The hypoxic toxicity and binding of misonidazole (MISO) requires metabolic reduction. The influence of glucose on the toxicity and binding of MISO was studied because glucose is a major substrate for the supply of NADPH through the hexose monophosphate pathway (HMP). Hypoxic EMT6/Ro cells (10(6) cells ml-1) were incubated with varying concentrations of glucose (0.015 mM to 5 mM). The initial rate of glucose transport was found to increase linearly with the extracellular glucose concentration up to 5 mM (0.038 nmol glucose 10(-6) cells sec-1). About 1.5 percent of the total glucose consumed went through the HMP for hypoxic cells in 5 mM glucose. The rate of HMP progressively decreased as the glucose concentration was lowered. When exposed to 5 mM MISO, the HMP was stimulated. This stimulation declined from 3.2 times in 5 mM glucose to barely detectable below 1 mM glucose. Both the hypoxic toxicity and binding of 5 mM MISO to the acid-insoluble fraction were decreased as the concentration of glucose was lowered.
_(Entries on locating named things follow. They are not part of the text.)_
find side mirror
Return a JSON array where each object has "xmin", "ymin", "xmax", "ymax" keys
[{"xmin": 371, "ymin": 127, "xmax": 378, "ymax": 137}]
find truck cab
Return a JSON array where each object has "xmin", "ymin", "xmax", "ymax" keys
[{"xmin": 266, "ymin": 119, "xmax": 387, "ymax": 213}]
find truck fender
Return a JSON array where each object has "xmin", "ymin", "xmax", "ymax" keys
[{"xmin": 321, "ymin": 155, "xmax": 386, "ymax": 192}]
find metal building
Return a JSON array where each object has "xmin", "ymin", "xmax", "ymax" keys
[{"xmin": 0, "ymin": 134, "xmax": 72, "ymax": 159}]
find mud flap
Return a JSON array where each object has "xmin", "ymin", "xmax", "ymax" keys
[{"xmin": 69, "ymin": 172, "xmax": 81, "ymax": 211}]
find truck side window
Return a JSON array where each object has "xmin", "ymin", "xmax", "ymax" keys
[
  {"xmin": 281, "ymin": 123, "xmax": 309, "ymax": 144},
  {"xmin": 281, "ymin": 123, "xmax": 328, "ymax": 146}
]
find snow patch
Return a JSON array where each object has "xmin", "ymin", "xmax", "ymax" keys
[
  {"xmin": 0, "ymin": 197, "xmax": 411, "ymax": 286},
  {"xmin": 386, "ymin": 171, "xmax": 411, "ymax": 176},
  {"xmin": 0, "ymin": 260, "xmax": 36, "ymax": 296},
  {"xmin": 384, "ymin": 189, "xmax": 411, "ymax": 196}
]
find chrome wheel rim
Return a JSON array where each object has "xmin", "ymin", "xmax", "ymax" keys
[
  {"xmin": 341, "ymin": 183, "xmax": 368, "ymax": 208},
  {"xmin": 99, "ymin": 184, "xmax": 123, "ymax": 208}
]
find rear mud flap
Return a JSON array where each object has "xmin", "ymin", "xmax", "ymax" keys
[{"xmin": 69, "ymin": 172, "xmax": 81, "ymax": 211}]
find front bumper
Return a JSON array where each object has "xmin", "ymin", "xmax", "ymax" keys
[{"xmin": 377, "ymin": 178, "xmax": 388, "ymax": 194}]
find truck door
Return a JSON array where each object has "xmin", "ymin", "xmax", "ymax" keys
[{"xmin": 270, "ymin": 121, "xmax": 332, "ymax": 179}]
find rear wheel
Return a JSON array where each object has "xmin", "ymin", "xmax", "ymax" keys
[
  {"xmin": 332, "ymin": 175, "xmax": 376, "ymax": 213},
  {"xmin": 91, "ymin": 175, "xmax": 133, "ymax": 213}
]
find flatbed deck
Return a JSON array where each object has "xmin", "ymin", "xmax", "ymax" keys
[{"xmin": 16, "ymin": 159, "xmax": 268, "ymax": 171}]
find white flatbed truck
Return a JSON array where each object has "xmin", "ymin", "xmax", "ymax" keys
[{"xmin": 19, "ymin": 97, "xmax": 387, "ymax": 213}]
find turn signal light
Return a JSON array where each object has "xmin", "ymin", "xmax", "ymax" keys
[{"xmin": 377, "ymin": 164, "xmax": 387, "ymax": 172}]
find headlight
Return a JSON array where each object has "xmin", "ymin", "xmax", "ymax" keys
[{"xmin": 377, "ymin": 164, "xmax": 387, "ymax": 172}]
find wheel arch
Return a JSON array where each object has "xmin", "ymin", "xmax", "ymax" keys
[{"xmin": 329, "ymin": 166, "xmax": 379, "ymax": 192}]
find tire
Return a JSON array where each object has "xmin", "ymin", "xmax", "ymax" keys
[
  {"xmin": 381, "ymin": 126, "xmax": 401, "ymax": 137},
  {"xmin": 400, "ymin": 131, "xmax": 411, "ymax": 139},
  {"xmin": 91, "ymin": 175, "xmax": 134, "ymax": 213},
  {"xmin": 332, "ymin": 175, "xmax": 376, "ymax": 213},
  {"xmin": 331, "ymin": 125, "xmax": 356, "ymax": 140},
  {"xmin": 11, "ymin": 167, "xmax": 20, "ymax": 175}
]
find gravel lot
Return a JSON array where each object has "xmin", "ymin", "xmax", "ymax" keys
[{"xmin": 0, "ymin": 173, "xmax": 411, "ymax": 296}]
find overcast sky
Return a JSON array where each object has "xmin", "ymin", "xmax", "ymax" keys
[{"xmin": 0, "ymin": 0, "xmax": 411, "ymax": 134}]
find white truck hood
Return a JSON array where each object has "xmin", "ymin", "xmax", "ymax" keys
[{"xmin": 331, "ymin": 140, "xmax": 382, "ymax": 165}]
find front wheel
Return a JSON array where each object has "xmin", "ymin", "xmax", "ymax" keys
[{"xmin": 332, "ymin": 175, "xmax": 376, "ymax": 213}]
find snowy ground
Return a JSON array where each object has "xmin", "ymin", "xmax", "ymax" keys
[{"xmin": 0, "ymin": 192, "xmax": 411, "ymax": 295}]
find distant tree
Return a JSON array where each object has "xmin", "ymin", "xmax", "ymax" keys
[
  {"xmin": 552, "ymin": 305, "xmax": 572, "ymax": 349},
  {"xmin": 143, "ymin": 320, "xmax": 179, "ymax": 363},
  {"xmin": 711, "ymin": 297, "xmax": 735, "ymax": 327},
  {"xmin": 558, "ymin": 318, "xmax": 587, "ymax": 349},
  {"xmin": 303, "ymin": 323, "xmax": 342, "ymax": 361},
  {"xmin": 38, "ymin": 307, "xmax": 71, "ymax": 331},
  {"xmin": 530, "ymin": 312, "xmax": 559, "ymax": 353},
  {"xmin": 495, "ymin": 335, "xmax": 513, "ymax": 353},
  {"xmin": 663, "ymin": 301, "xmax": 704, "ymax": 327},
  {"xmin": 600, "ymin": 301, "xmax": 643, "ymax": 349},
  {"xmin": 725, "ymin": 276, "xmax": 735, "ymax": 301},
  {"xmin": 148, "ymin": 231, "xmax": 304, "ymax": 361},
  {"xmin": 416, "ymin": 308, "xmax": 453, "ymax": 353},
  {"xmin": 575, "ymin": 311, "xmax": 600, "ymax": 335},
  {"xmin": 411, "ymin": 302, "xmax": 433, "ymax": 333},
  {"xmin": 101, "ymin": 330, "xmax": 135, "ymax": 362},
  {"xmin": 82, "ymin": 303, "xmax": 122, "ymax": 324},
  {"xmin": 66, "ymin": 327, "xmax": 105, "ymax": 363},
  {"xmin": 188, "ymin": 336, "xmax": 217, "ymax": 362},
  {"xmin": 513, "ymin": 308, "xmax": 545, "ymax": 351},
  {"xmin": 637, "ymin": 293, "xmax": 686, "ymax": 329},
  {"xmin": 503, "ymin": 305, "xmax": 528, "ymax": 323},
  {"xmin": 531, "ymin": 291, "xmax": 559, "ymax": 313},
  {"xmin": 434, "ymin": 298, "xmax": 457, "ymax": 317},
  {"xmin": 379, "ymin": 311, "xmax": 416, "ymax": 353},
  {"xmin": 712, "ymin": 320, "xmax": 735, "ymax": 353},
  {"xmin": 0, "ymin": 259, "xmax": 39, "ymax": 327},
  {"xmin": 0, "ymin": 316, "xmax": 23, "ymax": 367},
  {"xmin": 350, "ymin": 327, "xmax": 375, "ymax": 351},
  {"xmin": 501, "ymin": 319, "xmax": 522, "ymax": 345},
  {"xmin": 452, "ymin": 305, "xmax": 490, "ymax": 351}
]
Below 0.5 mM glucose, no significant toxicity due to MISO was observed. There was an initial burden of 2.5 nmol MISO 10(-6) cells bound with little toxicity. After this initial burden, the terminal slope was 1.8 mol MISO bound 10(-6) cells (63 percent decrease in the surviving fraction). These results indicate that glucose concentrations lower than 5 mM can decrease the HMP rate and the toxicity and binding of MISO to hypoxic cells, and imply that calibration curves with normal and low glucose concentrations should be used to estimate the possible hypoxic fraction when MISO is used as a hypoxic probe in vivo.